# Adjusting shot.



## Milesy (Mar 8, 2012)

I have got a good flow for an 18g dose at 36g of beverage in 35 secs. I feel it blondes at about 20/25 seconds so if I stopped there I would likely have a 1oz ristretto. What adjustment can I make to keep the extraction longer but with the same flow. I'm assuming an adjustment in grind but coupled with a dose adjustment but not sure the best way to go.


----------



## garydyke1 (Mar 9, 2011)

Is your coffee fresh?

Try going finer and reducing the dose -taste....

...then...

...Try increasing the dose and making the grind slightly courser - taste

experiment and see what tastes good


----------



## Milesy (Mar 8, 2012)

Yes coffee very fresh.

I can get lots that taste nice but for the benefit of experimentation I am trying to get a 2oz normalle shot which blondes at 30 seconds to see how it tastes and then using that as the baseline for this group of pulls.

I am not getting chanelling so with it blonding at 20 seconds most of the solids have been extracted. So how can I move the blonding point by 10 seconds keeping the same flow. This is the direction I want to experiment with.


----------



## MikeHag (Mar 13, 2011)

A big part of your blonding problem could be temperature rather than everything already being extracted. After running for 20 seconds the water temp is going to be cooler. If you PID the machine you may well get longer out of the shot before blonding.

A better grinder helps too.

Technique-wise, if you're not getting channelling then you could try as Gary says and increase the dose, so there are more solids to extract... a triple basket with a naked portafilter can make a nice brown extraction with a creamy taste if that's a route you'd be happy to go down... and there's no shame in it IMO.

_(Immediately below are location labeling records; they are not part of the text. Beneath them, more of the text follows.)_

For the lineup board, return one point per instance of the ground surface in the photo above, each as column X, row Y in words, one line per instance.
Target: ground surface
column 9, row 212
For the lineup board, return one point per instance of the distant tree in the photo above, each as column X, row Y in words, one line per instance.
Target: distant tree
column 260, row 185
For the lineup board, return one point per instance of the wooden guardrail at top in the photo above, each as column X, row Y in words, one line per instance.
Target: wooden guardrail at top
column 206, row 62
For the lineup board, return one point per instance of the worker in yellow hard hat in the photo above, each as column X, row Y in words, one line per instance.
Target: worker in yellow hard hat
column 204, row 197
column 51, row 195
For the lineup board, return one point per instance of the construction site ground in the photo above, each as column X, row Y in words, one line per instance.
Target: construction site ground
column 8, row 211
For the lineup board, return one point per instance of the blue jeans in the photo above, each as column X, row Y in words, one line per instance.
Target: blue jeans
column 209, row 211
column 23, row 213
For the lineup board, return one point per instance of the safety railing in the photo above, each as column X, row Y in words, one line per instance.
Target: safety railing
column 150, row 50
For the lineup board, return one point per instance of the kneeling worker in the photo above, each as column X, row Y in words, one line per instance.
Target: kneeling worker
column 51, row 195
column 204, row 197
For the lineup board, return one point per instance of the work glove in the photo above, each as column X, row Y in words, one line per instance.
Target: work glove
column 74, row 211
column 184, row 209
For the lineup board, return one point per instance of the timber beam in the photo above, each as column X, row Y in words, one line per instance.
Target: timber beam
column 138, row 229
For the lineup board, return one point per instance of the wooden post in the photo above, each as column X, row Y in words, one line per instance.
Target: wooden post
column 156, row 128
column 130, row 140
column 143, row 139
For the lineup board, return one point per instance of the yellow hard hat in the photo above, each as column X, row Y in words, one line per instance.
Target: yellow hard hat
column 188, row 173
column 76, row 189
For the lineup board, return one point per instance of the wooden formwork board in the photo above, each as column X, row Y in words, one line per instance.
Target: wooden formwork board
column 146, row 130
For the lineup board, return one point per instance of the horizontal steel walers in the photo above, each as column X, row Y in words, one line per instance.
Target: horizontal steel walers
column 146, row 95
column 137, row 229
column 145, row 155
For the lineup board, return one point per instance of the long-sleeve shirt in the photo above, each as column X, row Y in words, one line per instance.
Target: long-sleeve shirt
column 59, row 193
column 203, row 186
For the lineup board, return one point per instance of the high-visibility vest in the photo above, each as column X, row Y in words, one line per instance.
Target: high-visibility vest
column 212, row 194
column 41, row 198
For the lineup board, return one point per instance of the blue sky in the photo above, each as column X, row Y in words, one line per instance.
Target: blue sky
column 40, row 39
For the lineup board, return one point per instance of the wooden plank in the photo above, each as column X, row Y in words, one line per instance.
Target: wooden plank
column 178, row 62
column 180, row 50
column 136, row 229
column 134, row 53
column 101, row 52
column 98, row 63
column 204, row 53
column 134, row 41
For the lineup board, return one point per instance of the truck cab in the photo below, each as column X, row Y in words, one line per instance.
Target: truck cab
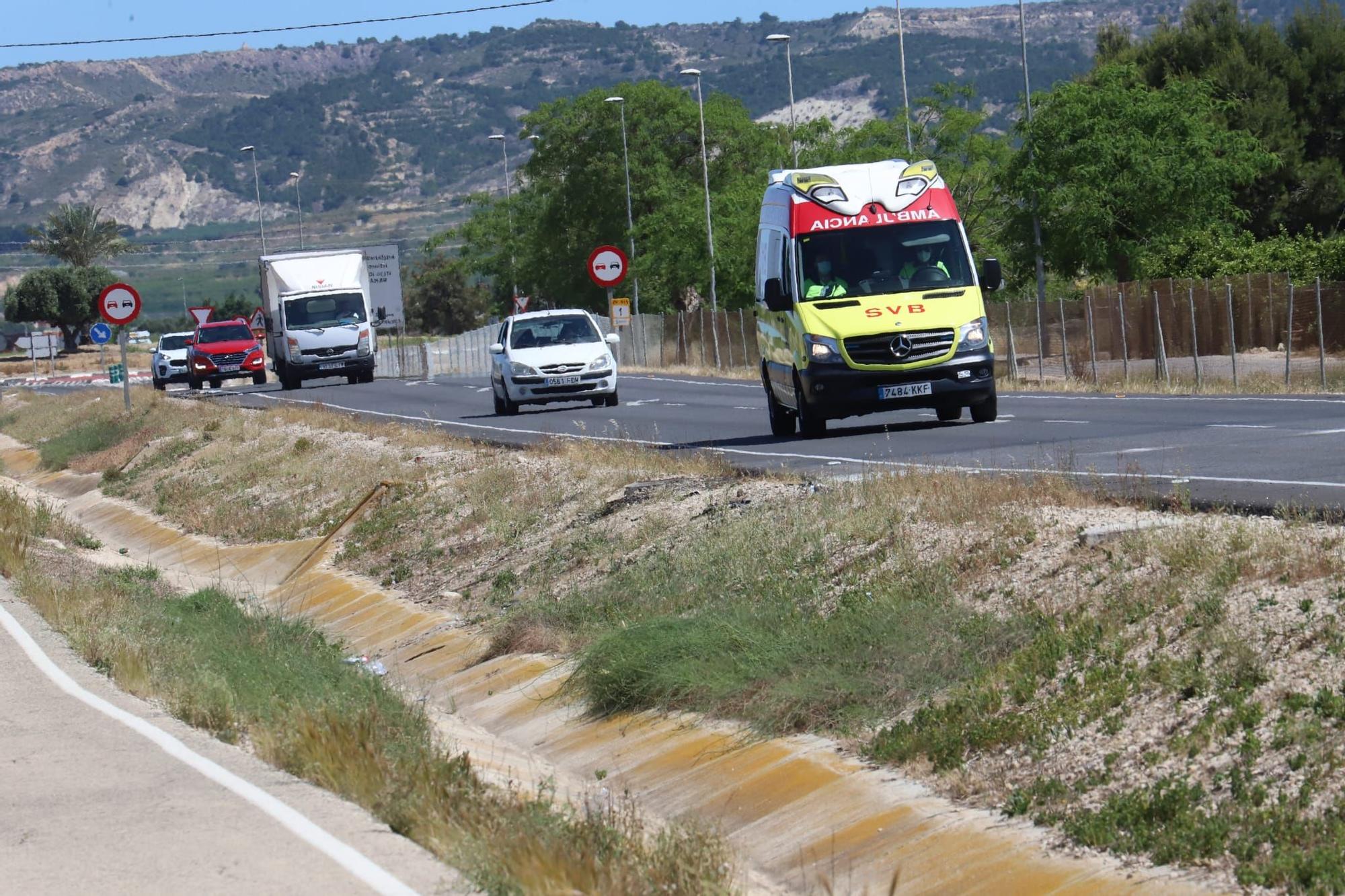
column 319, row 321
column 870, row 299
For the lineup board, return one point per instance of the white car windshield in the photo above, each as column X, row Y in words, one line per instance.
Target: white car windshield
column 562, row 330
column 883, row 260
column 333, row 310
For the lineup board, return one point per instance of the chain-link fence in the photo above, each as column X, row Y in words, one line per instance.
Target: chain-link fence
column 1260, row 327
column 1241, row 330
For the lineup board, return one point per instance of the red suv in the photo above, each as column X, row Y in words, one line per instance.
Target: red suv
column 225, row 350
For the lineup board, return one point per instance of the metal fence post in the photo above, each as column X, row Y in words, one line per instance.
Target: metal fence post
column 1093, row 342
column 1161, row 354
column 728, row 341
column 1125, row 348
column 1195, row 341
column 1065, row 343
column 701, row 315
column 1042, row 352
column 1321, row 335
column 1289, row 335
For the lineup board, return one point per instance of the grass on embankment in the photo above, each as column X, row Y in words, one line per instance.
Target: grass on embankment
column 278, row 684
column 1176, row 693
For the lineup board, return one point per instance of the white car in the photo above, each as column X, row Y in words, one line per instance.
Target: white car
column 170, row 361
column 552, row 356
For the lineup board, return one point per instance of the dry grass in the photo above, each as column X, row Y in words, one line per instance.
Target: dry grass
column 280, row 686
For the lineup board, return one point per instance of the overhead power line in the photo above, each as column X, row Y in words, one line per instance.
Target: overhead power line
column 248, row 32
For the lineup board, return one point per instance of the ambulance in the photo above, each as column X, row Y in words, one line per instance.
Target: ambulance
column 868, row 298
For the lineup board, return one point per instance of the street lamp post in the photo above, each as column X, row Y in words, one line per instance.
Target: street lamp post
column 709, row 227
column 509, row 212
column 789, row 63
column 1036, row 220
column 258, row 186
column 906, row 99
column 299, row 205
column 630, row 214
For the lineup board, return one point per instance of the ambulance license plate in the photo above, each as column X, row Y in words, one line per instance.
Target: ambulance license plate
column 906, row 391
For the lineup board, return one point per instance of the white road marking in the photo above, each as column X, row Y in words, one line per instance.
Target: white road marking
column 866, row 462
column 1016, row 396
column 344, row 854
column 693, row 382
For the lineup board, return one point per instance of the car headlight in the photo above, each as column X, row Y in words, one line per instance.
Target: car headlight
column 973, row 335
column 824, row 350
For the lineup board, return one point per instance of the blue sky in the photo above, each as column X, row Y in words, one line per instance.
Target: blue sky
column 91, row 19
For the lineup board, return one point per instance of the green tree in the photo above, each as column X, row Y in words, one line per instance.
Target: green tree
column 1121, row 170
column 64, row 296
column 79, row 236
column 442, row 296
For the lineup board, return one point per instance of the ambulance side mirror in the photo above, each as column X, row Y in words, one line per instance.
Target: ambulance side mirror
column 775, row 298
column 991, row 275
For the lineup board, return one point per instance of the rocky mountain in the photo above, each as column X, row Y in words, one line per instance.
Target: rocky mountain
column 403, row 124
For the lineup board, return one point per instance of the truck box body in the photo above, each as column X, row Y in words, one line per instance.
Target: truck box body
column 318, row 315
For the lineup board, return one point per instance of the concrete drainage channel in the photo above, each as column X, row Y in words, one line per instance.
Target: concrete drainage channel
column 804, row 814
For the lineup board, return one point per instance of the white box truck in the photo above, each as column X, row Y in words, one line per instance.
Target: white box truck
column 318, row 317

Whatever happens, when you change something the taste will change too, so I'd say just be sure about what you're trying to achieve! Maybe you won't like the taste of a 30 second all-brown extraction.


----------



## Milesy (Mar 8, 2012)

Maybe your right gives me an experimentation point. 2oz in 30 seconds at 9 bar with a moderate dose just likee the italians say it should be. let's forget about taste for the moment (controversial). I just want to use the techniques to achieve the classic pour style and see how it goes


----------



## Milesy (Mar 8, 2012)

Say I stop at 20 seconds when it blondes. Would it be right to say it is neither under extracted or over extracted but the volume is wrong so then the pour is wrong for my experiment.

Can i not slow down the rate it extracts to blonding without giving more solids?


----------



## garydyke1 (Mar 9, 2011)

so many variables can affect the blonding point :

Channeling

Dose

Grind

Water pressure

Water temperature

Coffee and/or roast profile

For your experiment my instinct would be to increase the dose & back off on the grind


----------



## Milesy (Mar 8, 2012)

Thanks. 18g I find is my caffeine limit so I am wanting to work with 18g or less. How can I work with the blonding point going back the way?


----------



## MikeHag (Mar 13, 2011)

With the dosage set, there's no magic pill mate. A really good distribution will help... Weiss Distribution Technique (WDT). A really well fitting tamper. Temperature stability. Better equipment and more experience.


----------



## jimbow (Oct 13, 2011)

It is tricky but I would suggest focussing on the evenness of extraction. Firstly consider the distribution of grind particle size as this will affect things. I remember I used to get really early blonding on my first grinder because the grind was so uneven. You want to avoid too many fine particles or dust. I have never tried sifting coffee ground for espresso and not sure whether it is feasible but you could give it a try. The tamper - both its fit in the basket and shape - can make a difference too. Finally make sure you distribute the coffee well in the basket and you could try looking at the basket geometry - straight sides with a full width bottom, ideally with holes across the whole width and of an equal size. VST baskets are excellent in this regard - I found they produces much less pronounced blonding.


----------



## Milesy (Mar 8, 2012)

So far my extractions seem pretty even, but I am definately going to get the VST baskets as soon as I get paid and maybe a better fitting tamper as well. Thanks.

I have found that when I am running my shots through blonding a little it spaces out the taste a little more. When I am stopping it dead on blonding it is almost as if too much is packed into too small a package and it is hard to pick the tastes out on the tounge.


----------